Ve Tepki vereceğimize hala içimizden bazıları bu anlı şanlıların karşısında el pençe divan durmaz mı sinir olurum. Aslında Kendimizi de yargılayarak balık baştan kokar diyelim.
Yaşanabilir bir kent için uğraş verirken, toplumsal huzur ve barışı tesis anlamında elimizi taşın altına koyarken, halkın gözü, kulağı ve sesi (başka uzuvlar varsa onları da siz ekleyin) iken, ne yazık ki bazı kurumlar, özellikle siyasi cenah ve sivil toplum kuruluşları, bugünü hatırlamazlar, rastladıkları zaman da kerhen de olsa ‘yahu unuttuk, bayramınız kutlu olsun!’ derler.
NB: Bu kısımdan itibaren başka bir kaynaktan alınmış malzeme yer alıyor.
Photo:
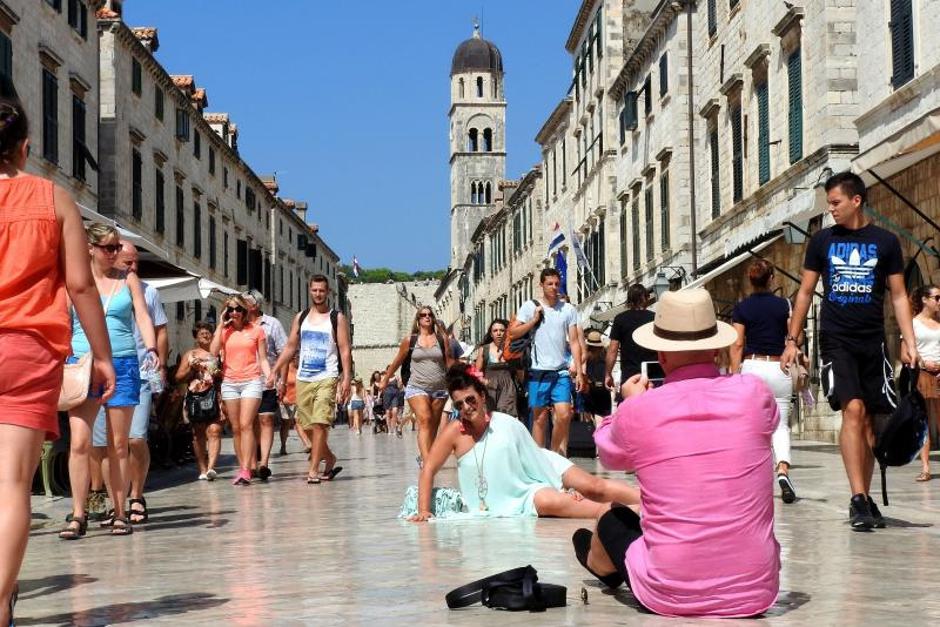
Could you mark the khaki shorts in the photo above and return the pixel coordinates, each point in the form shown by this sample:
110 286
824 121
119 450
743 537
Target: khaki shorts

İçinden de, ‘deliye her gün bayram!’ demezlerse adam değilim. Samimiyetten uzaklar… Çünkü riyakarlık, iki yüzlülük meslek edinilmiş bu şehirde. Her şey sahte, her şey göstermelik.
Kendi işleri , seçim , adaylıkları yada bir tanıtımları oldumuydu gazetecileri hemen bir yemekte kahvaltıda sırf işleri yaptırmak , kamera karşısında bir fotoğrafının olması için çaba gösterenler esas Gazetecilerin günü olan GAZETECİLER GÜNÜNDE yani sene de 2 gün bırakın yemek ve kahvaltıyı, bir çay sohbeti ile olsun Gazeteciler bir araya getiremezler. Neden çünkü işleri düşmemiştir Bu günlerde……
Peşinen söylemem gerekirse şahsım adına söylüyorum önümüzde yerel seçimler var her seçimde olduğu gibi seçimlerde çağrılan hiçbir yemekli toplantıya katılmayacağım. O kurumla ilgili yazılarda da ketum davranacağım. Ben zaten çok fazla yemek toplantılarına katılmıyorum. Bazen zorunlu ve hatır kırılmasın babından katıldıklarım oluyordu.
Ama Nevşehir’de bir babayiğit çıksa ve Gazetecilerin basın Bayramını kutlayan bir program yapsa seve seve katılırdım. İşin düştüğünde, “yakama bit pire dadandı yetiş Gazeteci” diye bas bas bağıranlara gazeteciden iyi kimse yok. Ama işin düşmezse ne hatırlayan nede soran oluyor. İşin zaten kolayı bulundu internet üzerinden bir kutlama mesajı ile olay geçiştiriliyor.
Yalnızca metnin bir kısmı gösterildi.